Artforum Critics' Pick Features Elia Alba's: The Supper Club
The sixty individual portraits of nonwhite artists taken by Elia Alba for her current exhibition here, titled “The Supper Club,” are mostly of people she came to know through a series of dinner parties she organizes. Topics surrounding race, the art world, and visual culture are frequently discussed at these events, and the project became an expansive, multidimensional discourse on selfhood and politics.
Alba tailors each portrait to the artist. She chooses an assortment of backdrops, props, and costumes to accentuate her sitters’ personae while subtly highlighting their contributions to the cultural landscape. The titular artist in The Spiritualist (Maren Hassinger), 2013, for example, makes work that explores nature as a complex and psychological space for political and personal transformation.

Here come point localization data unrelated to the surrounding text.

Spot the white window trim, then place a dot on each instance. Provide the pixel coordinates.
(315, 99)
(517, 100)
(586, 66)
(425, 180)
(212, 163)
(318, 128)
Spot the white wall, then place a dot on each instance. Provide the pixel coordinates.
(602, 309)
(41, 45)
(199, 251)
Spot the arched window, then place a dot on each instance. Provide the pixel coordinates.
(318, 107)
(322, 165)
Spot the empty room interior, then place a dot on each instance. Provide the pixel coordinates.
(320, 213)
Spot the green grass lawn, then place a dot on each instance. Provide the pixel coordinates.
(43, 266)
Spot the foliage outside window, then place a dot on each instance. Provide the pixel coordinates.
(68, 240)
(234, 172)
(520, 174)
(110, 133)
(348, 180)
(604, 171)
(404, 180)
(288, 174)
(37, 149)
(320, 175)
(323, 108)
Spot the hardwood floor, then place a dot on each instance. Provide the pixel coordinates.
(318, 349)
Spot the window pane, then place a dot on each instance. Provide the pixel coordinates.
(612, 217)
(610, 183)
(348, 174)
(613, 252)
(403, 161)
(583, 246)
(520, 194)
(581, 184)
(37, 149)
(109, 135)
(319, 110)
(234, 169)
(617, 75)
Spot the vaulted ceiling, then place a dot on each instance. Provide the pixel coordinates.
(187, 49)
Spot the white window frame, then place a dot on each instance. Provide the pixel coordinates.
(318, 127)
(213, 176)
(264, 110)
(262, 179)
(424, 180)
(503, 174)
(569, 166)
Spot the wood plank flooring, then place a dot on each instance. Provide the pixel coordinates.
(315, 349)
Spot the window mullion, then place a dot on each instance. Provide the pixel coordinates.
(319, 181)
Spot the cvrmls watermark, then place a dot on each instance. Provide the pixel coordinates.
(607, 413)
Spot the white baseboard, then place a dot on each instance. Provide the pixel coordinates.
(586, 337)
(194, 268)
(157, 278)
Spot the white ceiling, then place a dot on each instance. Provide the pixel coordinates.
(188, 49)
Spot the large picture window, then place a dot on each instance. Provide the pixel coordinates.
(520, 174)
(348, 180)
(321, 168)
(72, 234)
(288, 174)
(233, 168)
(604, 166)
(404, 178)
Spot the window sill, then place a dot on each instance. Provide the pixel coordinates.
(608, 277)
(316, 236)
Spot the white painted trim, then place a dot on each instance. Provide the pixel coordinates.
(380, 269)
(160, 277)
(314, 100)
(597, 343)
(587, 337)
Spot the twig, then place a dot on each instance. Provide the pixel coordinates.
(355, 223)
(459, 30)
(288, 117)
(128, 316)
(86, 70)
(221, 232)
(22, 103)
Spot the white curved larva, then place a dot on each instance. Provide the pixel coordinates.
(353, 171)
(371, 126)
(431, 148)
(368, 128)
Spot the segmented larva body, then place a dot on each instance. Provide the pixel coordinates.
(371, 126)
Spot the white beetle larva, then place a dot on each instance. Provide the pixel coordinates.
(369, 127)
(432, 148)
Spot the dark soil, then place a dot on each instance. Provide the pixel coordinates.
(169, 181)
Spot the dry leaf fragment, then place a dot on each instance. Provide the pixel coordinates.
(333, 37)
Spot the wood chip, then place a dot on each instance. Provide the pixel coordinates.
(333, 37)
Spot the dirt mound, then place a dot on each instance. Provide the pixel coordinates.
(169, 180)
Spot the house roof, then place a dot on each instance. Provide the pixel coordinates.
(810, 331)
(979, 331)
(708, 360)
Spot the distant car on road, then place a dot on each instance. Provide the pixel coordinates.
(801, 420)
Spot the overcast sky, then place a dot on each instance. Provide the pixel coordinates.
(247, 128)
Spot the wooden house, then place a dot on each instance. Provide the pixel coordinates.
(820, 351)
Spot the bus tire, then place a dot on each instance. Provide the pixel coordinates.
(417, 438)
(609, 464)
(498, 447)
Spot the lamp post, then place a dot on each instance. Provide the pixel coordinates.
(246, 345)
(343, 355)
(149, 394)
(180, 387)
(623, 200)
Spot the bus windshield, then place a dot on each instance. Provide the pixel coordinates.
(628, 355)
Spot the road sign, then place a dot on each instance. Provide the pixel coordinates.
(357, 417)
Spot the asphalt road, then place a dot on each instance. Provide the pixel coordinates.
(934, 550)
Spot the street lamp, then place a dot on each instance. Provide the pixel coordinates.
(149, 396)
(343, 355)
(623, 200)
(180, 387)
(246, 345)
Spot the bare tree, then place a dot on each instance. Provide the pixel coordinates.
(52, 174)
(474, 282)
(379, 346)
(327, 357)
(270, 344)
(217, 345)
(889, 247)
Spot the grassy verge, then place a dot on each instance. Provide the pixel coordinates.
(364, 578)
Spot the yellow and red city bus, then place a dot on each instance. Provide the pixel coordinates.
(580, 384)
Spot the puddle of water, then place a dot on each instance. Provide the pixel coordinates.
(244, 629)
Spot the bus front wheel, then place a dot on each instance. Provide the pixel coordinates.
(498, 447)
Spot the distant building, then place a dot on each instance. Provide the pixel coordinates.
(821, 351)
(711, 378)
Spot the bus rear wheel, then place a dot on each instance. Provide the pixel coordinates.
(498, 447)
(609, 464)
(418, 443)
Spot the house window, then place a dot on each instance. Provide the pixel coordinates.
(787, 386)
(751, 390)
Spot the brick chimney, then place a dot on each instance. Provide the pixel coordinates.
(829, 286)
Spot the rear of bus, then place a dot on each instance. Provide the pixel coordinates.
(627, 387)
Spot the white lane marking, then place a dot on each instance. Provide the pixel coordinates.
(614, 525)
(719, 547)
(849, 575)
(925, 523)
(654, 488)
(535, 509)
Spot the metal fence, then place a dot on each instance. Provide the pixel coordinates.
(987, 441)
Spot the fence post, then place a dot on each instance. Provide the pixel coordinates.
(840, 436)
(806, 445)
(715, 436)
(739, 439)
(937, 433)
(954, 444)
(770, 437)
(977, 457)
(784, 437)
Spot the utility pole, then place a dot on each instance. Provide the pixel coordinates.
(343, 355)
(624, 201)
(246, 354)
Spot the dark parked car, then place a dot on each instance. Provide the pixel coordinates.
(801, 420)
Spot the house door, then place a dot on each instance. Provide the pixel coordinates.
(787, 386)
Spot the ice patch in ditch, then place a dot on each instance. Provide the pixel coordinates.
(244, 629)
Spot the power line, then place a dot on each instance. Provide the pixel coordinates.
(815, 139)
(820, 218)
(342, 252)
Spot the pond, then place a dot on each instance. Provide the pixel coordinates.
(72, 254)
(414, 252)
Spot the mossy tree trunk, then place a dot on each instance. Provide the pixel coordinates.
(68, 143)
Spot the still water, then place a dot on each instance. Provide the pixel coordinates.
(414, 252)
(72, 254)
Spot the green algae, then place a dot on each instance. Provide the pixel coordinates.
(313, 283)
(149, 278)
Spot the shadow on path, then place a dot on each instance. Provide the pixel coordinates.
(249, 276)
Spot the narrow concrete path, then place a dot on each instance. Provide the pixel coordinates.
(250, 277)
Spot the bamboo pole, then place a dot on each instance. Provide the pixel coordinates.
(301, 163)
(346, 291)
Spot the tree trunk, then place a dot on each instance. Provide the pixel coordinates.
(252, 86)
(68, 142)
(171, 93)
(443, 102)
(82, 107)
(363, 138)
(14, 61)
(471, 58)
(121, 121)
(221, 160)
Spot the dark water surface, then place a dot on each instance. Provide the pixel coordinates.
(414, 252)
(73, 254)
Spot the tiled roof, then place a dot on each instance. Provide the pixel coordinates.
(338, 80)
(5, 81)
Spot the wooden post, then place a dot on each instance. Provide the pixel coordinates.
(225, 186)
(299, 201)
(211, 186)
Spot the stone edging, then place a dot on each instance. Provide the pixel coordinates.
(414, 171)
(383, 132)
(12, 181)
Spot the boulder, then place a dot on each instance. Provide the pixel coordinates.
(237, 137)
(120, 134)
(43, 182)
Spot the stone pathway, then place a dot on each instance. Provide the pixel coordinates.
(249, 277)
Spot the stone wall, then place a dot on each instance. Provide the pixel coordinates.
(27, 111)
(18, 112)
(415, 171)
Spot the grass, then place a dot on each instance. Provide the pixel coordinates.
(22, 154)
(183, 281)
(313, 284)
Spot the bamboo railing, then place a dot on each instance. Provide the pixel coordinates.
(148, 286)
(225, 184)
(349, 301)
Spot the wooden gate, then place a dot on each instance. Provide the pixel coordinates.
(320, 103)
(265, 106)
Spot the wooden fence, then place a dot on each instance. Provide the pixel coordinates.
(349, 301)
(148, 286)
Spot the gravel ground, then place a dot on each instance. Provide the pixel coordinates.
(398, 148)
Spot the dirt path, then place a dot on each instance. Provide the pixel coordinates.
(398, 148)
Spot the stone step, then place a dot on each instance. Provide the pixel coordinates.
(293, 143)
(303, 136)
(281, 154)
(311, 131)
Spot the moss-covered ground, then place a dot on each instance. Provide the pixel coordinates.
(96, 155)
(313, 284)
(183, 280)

She appears as a dancing vision dressed in white, surrounded by violet foliage. In The Provocateur (Coco Fusco), 2013, Fusco—famous for a rigorous multidisciplinary practice that interrogates colonialism, gender, and race—stares intensely at the camera, practically burning a hole through the viewer. The performance artist featured in The Thespian (Wanda Raimundi-Ortiz), 2014, looks like an old Hollywood screen siren. She clutches a strand of pearls and points her eyes heavenward, a figure ensconced and confident in her own glamour.
Through the work Alba provides her community with a solid stage that connects it to the rest of the world. Her pictures add a theatrical dimension to concepts of identity, blurring the hard boundaries of “difference” into something more slippery and beautiful.